Fools keeping tabs on home improvement behemoth and Motley Fool Inside Value recommendation Home Depot (NYSE:HD) know it's a company in need of at least a few repairs. First-quarter results scheduled for release tomorrow morning will offer insight into how fiscal 2007 is shaping up. I'm not expecting very good news, given the company-specific issues and difficult industry conditions, but any further short-term mishaps could improve an already interesting risk/reward scenario in the stock.

What analysts say:

  • Buy, sell, or waffle? Twenty-three analysts follow Home Depot. Twelve are bullish, one is a bear, and 10 sit on the fence with a hold rating.
  • Revenue. On average, they expect to see $21.94 billion in sales, or 2.2% growth.
  • Earnings. Projected earnings are $0.59 per share, or a fall of nearly 16% from last year's $0.70.

What management says:
Home Depot proclaimed 2007 "a year of accelerated investment in [the] retail business" during its investor and analyst conference at the end of February, hoping to end a period of store underinvestment during former CEO Bob Nardelli's run at the top. However, subprime woes are hitting the industry, and management expects "2007 to be a challenging year as the housing environment remains soft." The company is also still considering selling Home Depot Supply, the non-retail arm that primarily serves professional builders and contractors.   

What management does:
Profitability has suffered over the past six quarters as the trifecta of weak same-store sales, tough industry conditions, and inherently low margins at Home Depot Supply all hit the bottom line. Additionally, archrival Lowe's (NYSE:LOW) has been picking up market share with better customer service and more expansion opportunities into Home Depot's core metropolitan markets.

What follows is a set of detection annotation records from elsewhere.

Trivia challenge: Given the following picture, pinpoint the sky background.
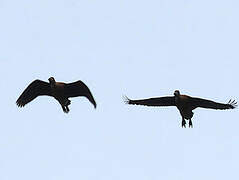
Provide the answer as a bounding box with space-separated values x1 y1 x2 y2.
0 0 239 180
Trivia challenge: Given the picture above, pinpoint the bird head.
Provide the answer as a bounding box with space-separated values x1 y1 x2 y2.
48 77 56 84
174 90 180 96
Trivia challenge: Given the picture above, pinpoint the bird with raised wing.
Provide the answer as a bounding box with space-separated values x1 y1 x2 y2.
125 90 237 127
16 77 96 113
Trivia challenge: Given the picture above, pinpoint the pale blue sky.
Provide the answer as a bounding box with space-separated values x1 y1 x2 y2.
0 0 239 180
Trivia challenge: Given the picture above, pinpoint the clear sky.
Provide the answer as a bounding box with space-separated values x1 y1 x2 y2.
0 0 239 180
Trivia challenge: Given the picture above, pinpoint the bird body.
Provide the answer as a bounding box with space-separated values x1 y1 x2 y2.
126 90 237 127
16 77 96 113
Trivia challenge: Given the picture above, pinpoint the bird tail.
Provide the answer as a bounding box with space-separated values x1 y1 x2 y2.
123 95 131 104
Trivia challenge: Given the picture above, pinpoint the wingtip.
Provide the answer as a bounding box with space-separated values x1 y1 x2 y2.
227 99 238 109
123 95 130 104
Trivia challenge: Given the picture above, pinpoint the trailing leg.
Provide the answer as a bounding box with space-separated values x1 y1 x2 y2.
182 117 186 128
189 119 193 128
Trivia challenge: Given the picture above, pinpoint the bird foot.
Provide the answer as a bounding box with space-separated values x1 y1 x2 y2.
182 120 186 128
189 120 193 128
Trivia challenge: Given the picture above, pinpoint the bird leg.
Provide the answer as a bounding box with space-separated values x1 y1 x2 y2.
189 119 193 128
182 118 186 128
61 106 70 113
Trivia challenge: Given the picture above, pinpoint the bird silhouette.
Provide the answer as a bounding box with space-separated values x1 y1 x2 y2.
16 77 96 113
125 90 237 127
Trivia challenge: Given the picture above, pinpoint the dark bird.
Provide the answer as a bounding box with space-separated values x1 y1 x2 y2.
16 77 96 113
125 90 237 127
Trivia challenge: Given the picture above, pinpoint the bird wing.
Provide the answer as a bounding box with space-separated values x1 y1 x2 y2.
190 98 237 109
125 96 176 106
65 81 96 108
16 80 51 107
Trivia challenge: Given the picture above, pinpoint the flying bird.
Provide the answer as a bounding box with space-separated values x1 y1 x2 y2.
16 77 96 113
125 90 237 127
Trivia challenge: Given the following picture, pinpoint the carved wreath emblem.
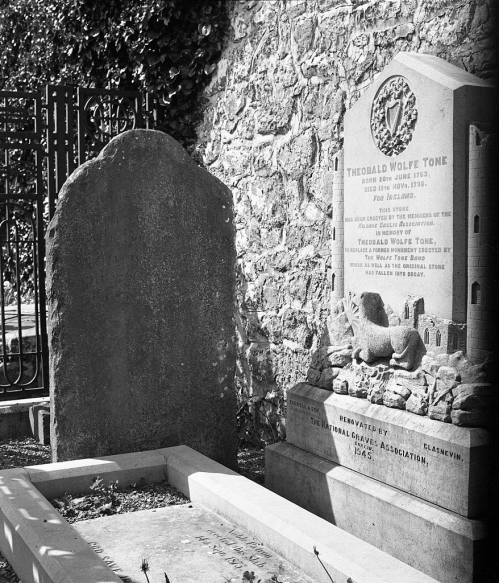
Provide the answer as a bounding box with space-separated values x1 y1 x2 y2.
371 76 418 156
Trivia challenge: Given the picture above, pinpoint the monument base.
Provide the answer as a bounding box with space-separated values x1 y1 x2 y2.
265 443 485 583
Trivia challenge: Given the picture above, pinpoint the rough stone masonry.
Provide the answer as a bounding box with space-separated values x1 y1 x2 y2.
47 130 237 466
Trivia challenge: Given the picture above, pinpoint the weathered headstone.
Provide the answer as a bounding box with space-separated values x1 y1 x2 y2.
265 53 497 583
47 130 237 466
344 53 495 322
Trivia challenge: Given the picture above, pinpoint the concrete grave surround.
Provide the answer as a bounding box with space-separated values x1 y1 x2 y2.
286 383 489 518
344 53 495 322
0 446 437 583
265 443 486 583
74 503 313 583
47 130 237 467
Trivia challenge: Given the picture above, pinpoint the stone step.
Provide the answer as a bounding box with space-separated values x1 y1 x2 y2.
265 443 485 583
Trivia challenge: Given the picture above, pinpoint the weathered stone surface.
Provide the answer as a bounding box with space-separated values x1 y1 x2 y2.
393 369 427 391
307 367 321 385
450 409 493 427
344 51 495 324
47 130 237 466
383 391 405 409
327 348 352 367
428 400 452 423
326 308 353 345
452 383 494 411
392 384 411 401
333 378 348 395
317 367 340 391
196 0 497 402
437 366 461 389
405 393 428 415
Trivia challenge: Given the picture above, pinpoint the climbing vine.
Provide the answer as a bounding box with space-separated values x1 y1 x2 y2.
0 0 228 150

All data courtesy of Capital IQ, a division of Standard & Poor's. Data reflects trailing-12-month performance for the quarters ended in the named months.

One Fool says:
Tomorrow's results are probably too soon to see any of new CEO Francis Blake's moves take hold. However, we already know that 2007 will be tough, given the information provided from last year's annual report and February's analyst conference. The retail outlook is bleak, as the company is calling for negative mid-single-digit comps in retail and flat-to-negative overall growth, even though square footage will grow close to 5% and Home Depot will add 115 new stores.

Home Depot is also supposedly considering selling the supply business, but I'm not optimistic, given the challenging housing market and the fact that management expects total supply sales growth of 17% -- without further acquisitions. Overall, it appears that Home Depot will be dependent on Nardelli's growth strategy until it can right retail sales trends, which will "consume" as much as half of the $30 billion in cash Home Depot expects to generate between 2007 and 2010.

Fortunately, Home Depot sports a 2.3% dividend yield and is trading at a reasonable 13.05 times projected earnings for the coming year. This is a more favorable yield and multiple than can currently be found at Lowe's and other big-box giants such as Wal-Mart (NYSE:WMT), Target (NYSE:TGT), and Costco (NASDAQ:COST). Clearly, there are many factors to weigh when deciding to invest in the largest retailers out there, but given Home Depot's valuation and co-dominance of the still-expending home improvement retail industry, it could merit further tire-kicking.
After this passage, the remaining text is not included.